‘It’s closer to home than you think’: Tearful Nadhim Zahawi reveals his uncle was killed by coronavirus before he could receive vaccine as he promises to get jab to Britain’s most vulnerable in emotional GMB interview
- Vaccine minister Nadhim Zahawi appeared on ITV’s Good Morning Britain today
- He told Piers Morgan and Susanna Reid the UK’s high death rate was ‘painful’
- Mr Zahawi said the issue was ‘close to home’, revealing his uncle died from Covid
- He had been entitled to a vaccine, but caught the disease and ‘didn’t make it’
Britain’s vaccine minister revealed his uncle died with coronavirus in an emotional interview where he promised to vaccinate the country’s most vulnerable and protect the whole nation.
Nadhim Zahawi appeared on ITV’s Good Morning Britain today to answer questions from presenters Piers Morgan and Susanna Reid about the country’s ongoing pandemic response.
Mr Zahawi, 53, was grilled about the UK’s high death toll, with more than 100,000 now dead, and told Piers and Susanna the issue was ‘painful’ and ‘closer to home than you think’.
When asked what he meant by that, an emotional Mr Zahawi replied: ‘I lost my uncle last week to Covid.
‘But you’re right, it is grim and horrible, but our way out of this is the vaccination programme.
Nadhim Zahawi appeared on ITV’s Good Morning Britain today to answer questions from presenters Piers Morgan and Susanna Reid about the country’s ongoing pandemic response
‘It makes me angry, but it makes me determined to make sure we vaccinate the most vulnerable people in our country, protect them as quickly as possible and then protect the whole nation.
‘That is our way out of this, that is, ultimately, what we will do and I promise you that I will make sure that happens.’
Piers and Susanna offered condolences to the minister, asking if he had a vaccine or had been entitled to get one.
Mr Zahawi said: ‘He was entitled to one, sadly, he got Covid before he got the vaccine.
‘Obviously you have to wait 28 days until someone recovers before you can vaccinate them and he didn’t make it.’
His pledge to vaccinate Britain’s most vulnerable came amid warnings that the EU will ‘poison’ relations for ‘a generation’ if it follows through on extraordinary threats to block Pfizer vaccines going to the UK.
Ministers insisted they are ‘confident’ supplies will be maintained, but amid a shambolic rollout across the bloc, Brussels has demanded drug firms give them early warning when exporting Covid jabs to countries outside the 27 member states, including tens of millions of doses destined for Britain.
Mr Zahawi insisted this morning that the UK’s huge push to get the four most vulnerable groups covered by mid-February will not be derailed.
But the sabre-rattling incensed senior MPs, with health secretary Jeremy Hunt slamming ‘vaccine nationalism’ and saying the EU must not block supplies that have been bought ‘legally and fairly’.
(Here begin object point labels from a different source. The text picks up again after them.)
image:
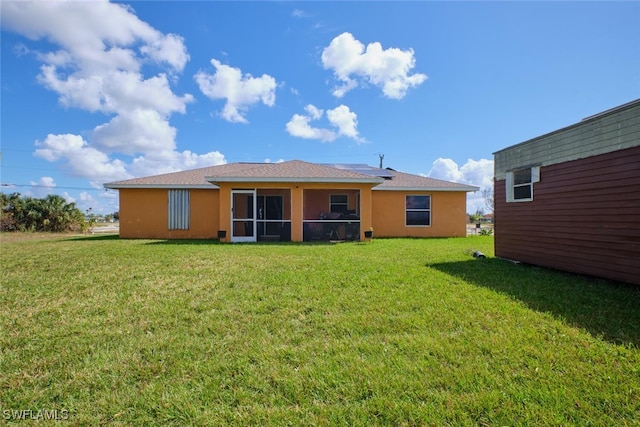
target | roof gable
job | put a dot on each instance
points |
(291, 171)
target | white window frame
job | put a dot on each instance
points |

Meanwhile, there is another row raging after two German newspapers claimed the EU’s regulator could refuse to give the Oxford/AstraZeneca jab full approval, with officials anonymously briefing its efficacy for pensioners was just eight per cent.
However, the claim was branded ‘absolutely incorrect’ and ‘unsubstantiated’ by the pharmaceutical company – and No10 sources told MailOnline is was ‘rubbish’.
Mr Zahawi, 53, was grilled about the UK’s high death toll, with more than 100,000 now dead, and told Piers and Susanna the issue was ‘painful’ and ‘closer to home than you think’
One Whitehall source told Playbook it was the kind of tactics ‘you expect from the Russians’.
Mr Zahawi also told GMB: ‘We don’t know where this unsubstantiated report came from, it’s not true, this eight per cent figure is complete nonsense.’
Tory MP Damian Collins suggested the briefing was connected to wrangling between the EU and AstraZeneca – which is based in the UK, whereas Pfizer has a manufacturing hub in Belgium – over access to supplies. ‘Either way it is dangerous and irresponsible and only helps the anti vaccine movement,’ he said.
Mr Zahawi told Sky News: ‘I’m confident they [Pfizer] will deliver the quantities we need to hit our mid-February deadline and beyond that. Pfizer will deliver to us. I’m sure they will deliver to the UK, EU and the rest of the world. I’m confident that will be able to vaccinate the entire adult population by the Autumn.’